Since there have been many questions recently, this serves as your official notice that the only meat I will eat is fish (and even then, very rarely and carefully). In terms of animal products, non-destructive animal products (like honey, dairy products, and eggs) are still fair game. If you have concerns are questions about this sudden change, please address them  in the comments.

My cafeteria at work costs an inordinate amount  to eat vegetarian. This is because the only veg meals available are the salad bar and the sandwich bar; these costs are calculated by weight. A meatless sandwich and a varied salad will run you about $7 on a good scale day. Since this is ridiculous (and also since I want to avoid disposable dinnnerware as much as possible), I'm going to have to start bringing my own lunch. This means that I need to bring things that I can cook a) small quantities of in little time , or b) large quantities which last for three or four days that take 1-2 hours to cook.

If you have any such recipes, please feel free to pass them along, in comments, e-mail, or somesuch.

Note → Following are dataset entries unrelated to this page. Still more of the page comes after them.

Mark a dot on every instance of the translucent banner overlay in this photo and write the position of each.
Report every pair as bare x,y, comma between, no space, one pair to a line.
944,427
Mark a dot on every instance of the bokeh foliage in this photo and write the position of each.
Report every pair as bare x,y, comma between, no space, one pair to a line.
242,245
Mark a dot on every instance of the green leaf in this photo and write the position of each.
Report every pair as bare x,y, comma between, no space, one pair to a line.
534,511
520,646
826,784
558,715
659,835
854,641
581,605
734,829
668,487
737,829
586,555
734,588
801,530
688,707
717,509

Here is the recipe for my lunch today:

Basic Vegetable Korma-Thing

Oil (olive or vegetable) to coat the bottom of a large pot
3 cloves garlic*
A finger-sized amount of pickled ginger*
2 cans coconut milk
3.5 large spoonfuls curry paste*
2 dried hot peppers, sliced to expose the seeds
1 bag frozen peas
1 head of cauliflower of broccoli, broken into florets
5 carrots
1 medium-sized onion, sliced

* - I go heavy on all of these things. You may choose to go lighter, although I've been told that the ginger greatly aids in digestion.

Start by heating the oil in the pot on medium-high heat. When you can smell the oil getting hot, add the ginger and garlic, immediately stepping away from the pot to avoid injury. Stir for 5-10 seconds (seriously), then add the onions and sauté them until they are mildly translucent. At this point, adding the curry paste and hot peppers and fry lightly for about a minute or two. Then start adding the coconut milk in batches, giving the coconut milk time to evaporate a little of itself between additions.

Now turn the heat to high and add your vegetables. Bring to a boil, and then let simmer for about half an hour, or until the curry mixture has thickened some. When removed from heat and left to sit, the curry mixture will thicken a bit, but a spoon or two of corn starch will thicken it a great deal. I prefer this curry a little runny, so it soaks into the rice.

I don't think this is "actual" Vegetable Korma. I don't think a definitive recipe exists, but the use of coconut milk suggests a Southern Indian origin of recipe (please correct me if I'm wrong).

I have a new journal layout. I miss the faux-CRT green, but I find this layout much more soothing. Topa levels of soothing, even.

I do have bigger things on my mind, but I don't quite up to getting into them right now.